The ability to accurately machine devices on a submicrometer scale is a goal towards which many institutions are striving. These devices have countless useful applications in fields as diverse as aerospace, medicine, and materials science; however, available technologies for machining on this length scale (e.g. EDM, laser machining, etc.) have limited applications.
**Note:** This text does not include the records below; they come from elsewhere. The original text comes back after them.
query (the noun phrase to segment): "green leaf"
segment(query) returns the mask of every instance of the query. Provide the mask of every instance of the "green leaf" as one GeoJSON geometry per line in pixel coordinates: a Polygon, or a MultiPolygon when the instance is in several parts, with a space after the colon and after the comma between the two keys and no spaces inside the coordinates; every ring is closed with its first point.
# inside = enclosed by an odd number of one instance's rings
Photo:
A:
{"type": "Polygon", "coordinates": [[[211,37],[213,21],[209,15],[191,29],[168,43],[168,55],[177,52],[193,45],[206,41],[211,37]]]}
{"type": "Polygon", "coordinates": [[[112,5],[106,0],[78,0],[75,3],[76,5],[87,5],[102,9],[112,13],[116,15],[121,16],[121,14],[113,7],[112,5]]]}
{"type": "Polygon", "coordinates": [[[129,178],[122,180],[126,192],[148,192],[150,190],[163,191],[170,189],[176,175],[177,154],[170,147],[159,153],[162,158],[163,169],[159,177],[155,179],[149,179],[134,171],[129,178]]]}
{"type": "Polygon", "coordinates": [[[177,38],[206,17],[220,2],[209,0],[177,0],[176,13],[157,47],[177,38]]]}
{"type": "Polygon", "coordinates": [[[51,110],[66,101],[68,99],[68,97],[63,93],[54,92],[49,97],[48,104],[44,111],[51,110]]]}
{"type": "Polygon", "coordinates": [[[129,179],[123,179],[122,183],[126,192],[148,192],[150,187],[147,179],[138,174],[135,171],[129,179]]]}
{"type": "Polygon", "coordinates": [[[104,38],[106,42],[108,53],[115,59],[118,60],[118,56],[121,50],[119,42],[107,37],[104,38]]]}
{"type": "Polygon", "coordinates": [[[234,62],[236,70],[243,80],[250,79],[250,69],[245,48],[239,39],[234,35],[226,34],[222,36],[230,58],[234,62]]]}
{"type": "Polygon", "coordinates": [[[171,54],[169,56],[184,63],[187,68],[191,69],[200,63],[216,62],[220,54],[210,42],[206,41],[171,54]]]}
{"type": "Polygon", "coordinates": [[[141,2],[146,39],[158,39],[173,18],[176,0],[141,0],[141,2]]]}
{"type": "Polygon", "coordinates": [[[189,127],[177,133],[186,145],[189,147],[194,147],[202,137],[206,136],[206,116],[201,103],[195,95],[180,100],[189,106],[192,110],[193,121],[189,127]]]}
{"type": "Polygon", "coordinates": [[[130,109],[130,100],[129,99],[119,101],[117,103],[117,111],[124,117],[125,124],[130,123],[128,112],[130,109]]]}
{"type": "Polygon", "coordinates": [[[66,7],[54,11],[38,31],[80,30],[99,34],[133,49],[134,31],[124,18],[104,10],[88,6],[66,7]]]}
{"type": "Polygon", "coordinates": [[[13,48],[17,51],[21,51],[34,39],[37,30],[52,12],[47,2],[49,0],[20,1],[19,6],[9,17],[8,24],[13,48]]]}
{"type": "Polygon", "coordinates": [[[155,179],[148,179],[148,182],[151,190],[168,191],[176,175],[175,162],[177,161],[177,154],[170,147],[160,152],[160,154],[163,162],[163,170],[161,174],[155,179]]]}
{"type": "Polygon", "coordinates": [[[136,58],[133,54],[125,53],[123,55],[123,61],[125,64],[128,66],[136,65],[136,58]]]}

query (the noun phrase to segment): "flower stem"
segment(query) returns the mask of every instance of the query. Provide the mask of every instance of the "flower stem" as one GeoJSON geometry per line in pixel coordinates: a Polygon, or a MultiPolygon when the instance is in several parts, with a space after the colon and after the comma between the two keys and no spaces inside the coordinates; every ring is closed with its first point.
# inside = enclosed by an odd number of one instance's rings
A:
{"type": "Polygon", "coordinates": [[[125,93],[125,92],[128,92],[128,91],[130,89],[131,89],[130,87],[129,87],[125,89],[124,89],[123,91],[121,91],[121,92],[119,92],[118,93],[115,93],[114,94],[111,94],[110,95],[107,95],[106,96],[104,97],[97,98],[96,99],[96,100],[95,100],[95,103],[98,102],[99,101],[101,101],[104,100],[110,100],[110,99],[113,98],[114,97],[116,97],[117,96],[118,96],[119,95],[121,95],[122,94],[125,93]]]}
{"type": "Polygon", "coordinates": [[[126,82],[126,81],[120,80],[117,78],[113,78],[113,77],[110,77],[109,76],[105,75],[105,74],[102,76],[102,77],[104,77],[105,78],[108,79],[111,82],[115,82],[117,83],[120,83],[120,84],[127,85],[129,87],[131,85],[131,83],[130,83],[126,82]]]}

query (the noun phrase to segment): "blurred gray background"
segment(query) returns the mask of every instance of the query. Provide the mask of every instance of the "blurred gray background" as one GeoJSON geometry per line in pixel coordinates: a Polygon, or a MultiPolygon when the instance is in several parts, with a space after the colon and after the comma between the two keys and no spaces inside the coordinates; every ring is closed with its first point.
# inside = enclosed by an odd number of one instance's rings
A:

For this reason, the Institute for Production Engineering at the Vienna University of Technology is developing a tool which operates in a manner similar to a traditional milling machine in that material is removed by purely mechanical forces, but it is expected to be capable of machining with a precision on the order of 100 nm. Using this method, the machining of detailed three-dimensional components and surface structures on a small scale is possible.

In this project, a three axis stage is constructed onto which the workpiece as well as the cutting tool are mounted. Piezoelectrics are implemented to move the cutting tool relative to the workpiece to machine with greater accuracy than can be achieved with other types of actuators.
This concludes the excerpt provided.